On Berklee College of Music, tenure with Terence Blanchard and Accord À Corps project - an interview with Sam Newsome

Maciej Krawiec
Autor zdjęcia: 
mat. promocyjne

You began playing alto saxophone when you were kid. What made you choose this particular instrument?

I thought the saxophone sounded cool, and the people who played it looked cool. It just looked liked a fun instrument to play. So I gave it a try and have never turned back.

Was it clear, from those early years that you would become a musician?

The first time I took an improvised solo during my junior high school jazz concert, it was a very surreal experience. I was on a natural high for two days afterward. So, to answer your question: No, I didn't know for certain that I would become a musician at that moment, but I did know that I had been exposed to a whole new way of experiencing music that was going to play a huge role in my life from that point on.

How do you recall the years at the Berklee College of Music? Can you mention the most important thing that you were taught there?

Berklee for me was a time that I experienced tremendous growth as a player and as a person. This sounds a bit cliché, but I feel I entered there a boy and left there a man. It was a good primer for what I was about to experience in New York. I learned not only is it important to learn how to play, but, there is a political and networking side of what we do that's equally as important. It was a huge eye-opener. Not to mention how many great players and teachers I came in contact with daily. It was at times intimidating, but most of the time, it was very inspiring.

What was the background of your decision to focus on the soprano saxophone?

It’s a long story, but the essence of it is this: I was at an artistic crossroad where I felt I needed to decide whether to pursue the path of a musician or that of an artist. The soprano afforded me a chance to do the latter.

You have collaborated with an enormous number of musicians. If you were to choose some of the most significant experiences, which ones would you enumerate?

I would say my tenure with Terence Blanchard. Not only did I learn the importance of having your own voice, but how it's equally important it is to pair that voice with right image and marketing strategy. He was equally meticulous about his public persona and with whom he associated as he was about his music. And it has paid off.
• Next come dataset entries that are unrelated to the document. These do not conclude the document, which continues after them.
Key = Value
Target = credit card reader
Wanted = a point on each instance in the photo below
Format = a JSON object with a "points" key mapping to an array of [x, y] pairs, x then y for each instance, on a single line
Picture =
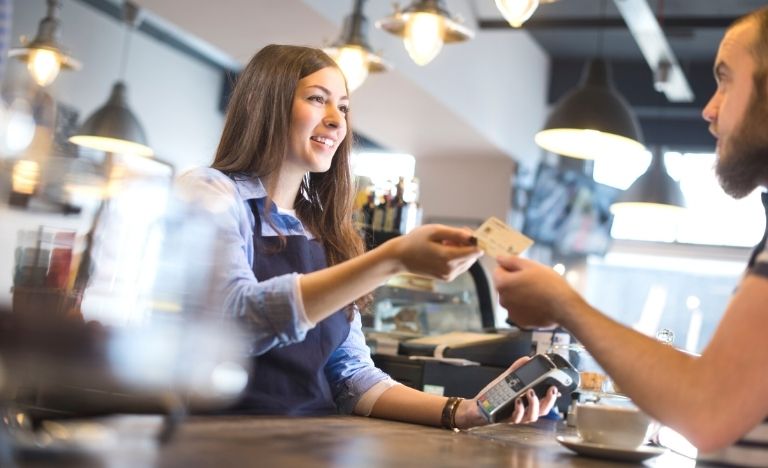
{"points": [[539, 373]]}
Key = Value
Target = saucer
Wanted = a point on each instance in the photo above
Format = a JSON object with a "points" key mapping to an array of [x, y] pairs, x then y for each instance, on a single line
{"points": [[581, 447]]}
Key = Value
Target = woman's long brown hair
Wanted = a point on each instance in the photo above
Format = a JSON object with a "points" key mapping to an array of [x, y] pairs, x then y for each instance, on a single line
{"points": [[255, 138]]}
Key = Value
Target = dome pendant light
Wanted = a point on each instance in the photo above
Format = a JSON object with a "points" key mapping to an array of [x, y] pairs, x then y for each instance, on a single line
{"points": [[592, 121], [113, 127], [44, 56], [352, 52], [425, 26], [517, 12], [653, 191]]}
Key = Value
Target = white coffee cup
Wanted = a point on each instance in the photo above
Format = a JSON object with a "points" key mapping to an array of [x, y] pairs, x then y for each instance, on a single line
{"points": [[616, 426]]}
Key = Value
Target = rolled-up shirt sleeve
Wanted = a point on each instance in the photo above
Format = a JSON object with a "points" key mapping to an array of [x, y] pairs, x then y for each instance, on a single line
{"points": [[350, 369], [271, 310]]}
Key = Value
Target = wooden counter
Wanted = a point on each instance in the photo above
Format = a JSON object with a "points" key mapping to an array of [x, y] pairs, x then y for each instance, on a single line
{"points": [[340, 441]]}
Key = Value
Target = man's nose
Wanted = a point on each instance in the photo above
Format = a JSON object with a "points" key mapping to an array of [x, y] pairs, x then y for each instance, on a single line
{"points": [[709, 113]]}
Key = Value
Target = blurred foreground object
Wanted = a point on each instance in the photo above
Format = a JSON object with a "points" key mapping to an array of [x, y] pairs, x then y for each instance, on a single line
{"points": [[111, 309]]}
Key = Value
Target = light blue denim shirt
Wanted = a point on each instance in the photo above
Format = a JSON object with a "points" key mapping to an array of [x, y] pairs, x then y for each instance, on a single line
{"points": [[272, 309]]}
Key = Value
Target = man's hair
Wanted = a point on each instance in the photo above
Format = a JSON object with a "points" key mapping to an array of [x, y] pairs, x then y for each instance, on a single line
{"points": [[759, 47]]}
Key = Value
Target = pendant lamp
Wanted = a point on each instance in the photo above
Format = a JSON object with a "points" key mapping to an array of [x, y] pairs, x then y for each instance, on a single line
{"points": [[113, 127], [593, 120], [425, 26], [653, 191], [44, 56], [352, 52], [516, 12]]}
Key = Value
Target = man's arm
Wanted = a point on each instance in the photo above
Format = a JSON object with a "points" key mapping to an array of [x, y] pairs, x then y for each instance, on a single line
{"points": [[712, 400]]}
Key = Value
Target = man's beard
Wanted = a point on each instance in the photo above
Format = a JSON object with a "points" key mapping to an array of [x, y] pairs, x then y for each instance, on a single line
{"points": [[743, 163]]}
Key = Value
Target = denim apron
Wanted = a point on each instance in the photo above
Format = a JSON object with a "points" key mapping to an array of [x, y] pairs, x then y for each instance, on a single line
{"points": [[290, 379]]}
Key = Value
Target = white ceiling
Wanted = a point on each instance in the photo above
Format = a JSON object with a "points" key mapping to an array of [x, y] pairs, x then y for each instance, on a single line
{"points": [[483, 99]]}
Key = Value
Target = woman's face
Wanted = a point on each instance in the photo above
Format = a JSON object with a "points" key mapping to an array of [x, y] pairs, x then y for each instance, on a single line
{"points": [[318, 121]]}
How is the life of a jazz musician in New York like right now? What is the position of jazz currently over there?

Musically, it's amazing; financially, it's very challenging. But I can’t think of another place I’d rather be. I don’t think there’s ever been a period since the heyday of jazz that you’d had such a high concentration of amazing players in one place.

You have recently participated in a project „Accord À Corps” in France which combined live jazz music with dance on stage. Do you take part often in such interdisciplinary undertakings?

I did something similar with choreographer Caren Eule a while back, right when my album Blue Soliloquy was released. We created a piece called Sound Dance, for four dancers and soprano saxophone. But I love interdisciplinary collaborations. It gives me insight into the creative process of artists in other disciplines. In turn, I'm able to survey what I do from a new perspective.

You lead a blog. Do you perceive it as an important way to keep in touch with your listeners?

Absolutely. Blogging is just one component of social media that we as musicians have to utilize in order connect with fellow musicians, future collaborators as well as fans. And my blog, specifically, started off as a way to galvanize soprano saxophone players from around the globe. And I'm proud to say that I've been pretty successful at doing that.